Governance models allow blockchains to temporarily or permanently split or “fork,” creating a new branch of blocks. A hard fork is a permanent divergence from a previous blockchain; a soft fork is a temporary change that is backward compatible. Think of a railroad train changing tracks through a switch; in a blockchain, the switch would be governed by the majority with power over the railroad service.

For example, the Linux Foundation’s Hyperledger Fabric is a permissioned blockchain platform.
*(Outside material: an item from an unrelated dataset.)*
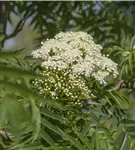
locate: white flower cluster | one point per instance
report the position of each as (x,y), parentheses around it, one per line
(62,85)
(77,51)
That means all participants are, to an extent, identified and that the blockchain comes with a proper governance to resolve issues that may arise.

When to use a blockchain instead of a database

Forrester’s Bennett said companies shouldn’t really use a blockchain unless the use case really calls for that type of architecture, because distributed systems always add overhead, and many of the algorithms and techniques are still in their infancy.

There are two key questions for a company considering blockchain:

  1. Does the ecosystem (or the initiator of the distributed ledger network) have a good reason for not wanting to share data via a single, centrally controlled system?
  2. Does the company want to address use cases involving automated processes running across corporate boundaries and/or leverage the potential of tokenization? (Tokenization is the digital representation of a commodity, such as money or physical goods.)

Where blockchain technology shines is when multiple organizations are involved, according to Joel Weight, COO at Medici Ventures. (Medici Ventures, the venture capital arm of Overstock.com, has been investing heavily in blockchain technology, including dozens of start-ups. Five years ago, Overstock.com began accepting bitcoin as a form of payment.)

“My bank doesn’t need a blockchain to track the balance of my checking account, or to transfer funds from my checking account to my savings account,” Weight said. “In that case, the bank is just moving money from one pocket to another, which a fast, secure database is perfectly suited for.”

Where blockchain can be useful is when two organizations have a proprietary view of the world, each stored in their own databases. In order to share that data, there’s a cost involved to ensure each company’s view of the data is the same or to ensure both parties actually have the assets they expect to exchange, Weight explained.

For example, if instead of using escrow services or following an expensive, slow protocol, all parties work from the same data, then costs to normalize data and trust is minimized. Attepting to do that with a database would require one company to be the owner of all the data – and the source of “truth” for everyone involved in the transcation.

“The permissioned blockchain only requires enough trust between institutions to decide who will participate in the network, then the blockchain takes care of keeping participants honest once they join the network,” Weight said. “The permissioned blockchain network would allow the atomic transfer of value between institutions where both can instantly agree on the state of the ledger before and after the transaction has occurred.”

blockchain use cases IDC

IDC’s top use cases for blockchain.

Though many companies still confuse the differences between blockchain and traditional databases, DLT seems set to grow quickly over the next few years as companies move beyond pilot programs.

Worldwide spending on blockchain solutions is forecast to be nearly $2.9 billion this year, an increase of 88.7% from the $1.5 billion spent in 2018, according to a newly updated Worldwide Semiannual Blockchain Spending Guide from IDC.

“Blockchain is maturing rapidly, and we have reached an inflection point where implementations are moving quickly beyond the pilot and proof of concept phase,” said James Wester, research director for IDC’s Worldwide Blockchain Strategies.